Deuxièmement,  il devrait développer sa sensibilité au phénomène de comportement dominant, y compris les points d’ancrage verbaux et non-verbaux de ces comportements. Une meilleure connaissance des comportements verbaux et non-verbaux peut aider le coach à mieux s’adapter aux signaux reçus du client, ce qui peut vouloir dire de travailler sur son apparence, sa posture ou son ton de voix.

Il ne s’agit pas pour un coach de modifier de manière importante ses comportements d’un client à l’autre, mais au moins, d’être particulièrement attentif aux différences marquantes qui semblent exister entre son style et celui du client, incluant les signaux non-verbaux observés durant la première rencontre. En effet, un comportement authentique est aussi un facteur important de confiance mutuelle dans nos relations avec les autres. Le contraire serait évidemment contre-indiqué.

Les auteurs recommandent donc aux coachs de travailler avec soin sur de légères variations de leur style interpersonnel afin d’élargir leur éventail de comportements dans leurs relations professionnelles et de mieux s’ajuster aux caractéristiques particulières du client.

D’autre part, les coachs professionnels devraient s’inspirer des résultats de cette recherche pour s’interroger face à un client qui est trop heureux de répondre à leurs requêtes, alors que d’autres le sont beaucoup moins. Les espaces de domination et de soumission dans la relation entre le coach et le client doivent certainement être alors examinés afin de déterminer dans quelle mesure les comportements du coach et du client interfèrent avec l’atteinte des objectifs du coaching.

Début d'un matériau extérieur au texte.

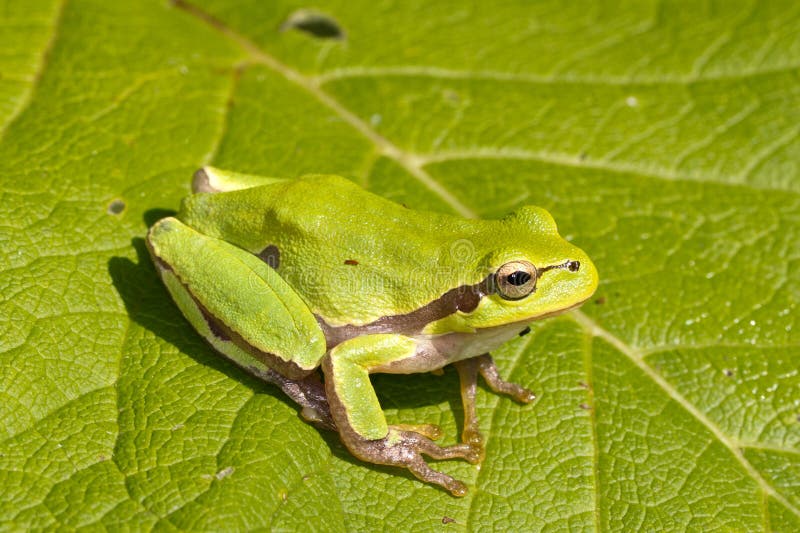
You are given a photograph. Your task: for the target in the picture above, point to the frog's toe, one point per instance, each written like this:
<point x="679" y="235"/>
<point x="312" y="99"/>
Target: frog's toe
<point x="405" y="449"/>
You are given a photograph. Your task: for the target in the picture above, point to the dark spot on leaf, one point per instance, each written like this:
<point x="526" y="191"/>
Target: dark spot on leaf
<point x="116" y="207"/>
<point x="314" y="23"/>
<point x="271" y="256"/>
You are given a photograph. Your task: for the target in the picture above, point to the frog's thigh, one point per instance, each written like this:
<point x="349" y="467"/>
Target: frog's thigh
<point x="350" y="392"/>
<point x="236" y="301"/>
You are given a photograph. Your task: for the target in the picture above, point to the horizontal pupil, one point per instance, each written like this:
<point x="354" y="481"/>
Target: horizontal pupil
<point x="519" y="278"/>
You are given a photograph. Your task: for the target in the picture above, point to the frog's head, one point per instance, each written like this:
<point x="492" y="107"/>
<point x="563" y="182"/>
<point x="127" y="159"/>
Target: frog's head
<point x="528" y="272"/>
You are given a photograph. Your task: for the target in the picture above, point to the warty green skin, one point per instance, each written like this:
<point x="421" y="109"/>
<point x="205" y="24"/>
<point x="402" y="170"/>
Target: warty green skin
<point x="285" y="276"/>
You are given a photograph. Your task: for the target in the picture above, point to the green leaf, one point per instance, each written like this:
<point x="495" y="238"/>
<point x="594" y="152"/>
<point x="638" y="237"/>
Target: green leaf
<point x="662" y="135"/>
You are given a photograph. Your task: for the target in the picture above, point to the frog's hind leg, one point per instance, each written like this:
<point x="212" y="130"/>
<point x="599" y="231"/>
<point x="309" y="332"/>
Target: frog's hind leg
<point x="360" y="420"/>
<point x="307" y="392"/>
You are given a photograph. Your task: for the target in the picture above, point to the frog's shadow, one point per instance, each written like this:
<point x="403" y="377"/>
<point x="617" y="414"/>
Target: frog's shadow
<point x="148" y="303"/>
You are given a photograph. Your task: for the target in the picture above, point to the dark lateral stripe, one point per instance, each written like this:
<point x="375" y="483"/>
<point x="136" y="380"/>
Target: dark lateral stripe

Finalement, comme j’ai déjà entendu un maître-coach affirmer qu’un coach devrait être capable de coacher n’importe qui, n’importe quand ou n’importe où,  cette étude devrait nous inciter à analyser sérieusement les éléments de personnalité du coach et du client qui peuvent rendre la relation incompatible, donc infructueuse. C’est ce que font les coachs qui agissent de manière professionnelle, mais d’autres acceptent quand même d’accompagner des personnes avec lesquelles il y a trop de disparités, sous prétexte que c’est la méthode de coaching qui compte et que le processus fera son œuvre. Il s’agit d’un point valide, mais sans doute au détriment de la qualité de la relation et de la perception que le client aura à la fin du processus d’avoir atteint ses objectifs de coaching.

Références

  1. Baron, L. & Morin, L. (2009) The coach–coachee relationship in executive coaching: a field study. Human Resource Development Quarterly, Vol. 20, No. 1, Spring 2009 .
  2. Ianiroa, P. M., Schermuly, C. C. & Kauffeld, S.(2013).  Why interpersonal dominance and affiliation matter: an interaction. Analysis of the coach-client relationship. Coaching: An International Journal of Theory, Research and Practice, 2013Vol. 6, No. 1, 25-46, http://dx.doi.org/10.1080/17521882.2012.740489
  3. Zaleznik, A. (1965) La dynamique de la subordination. Harvard Business Review, Vol. 43, No. 3, 119-131.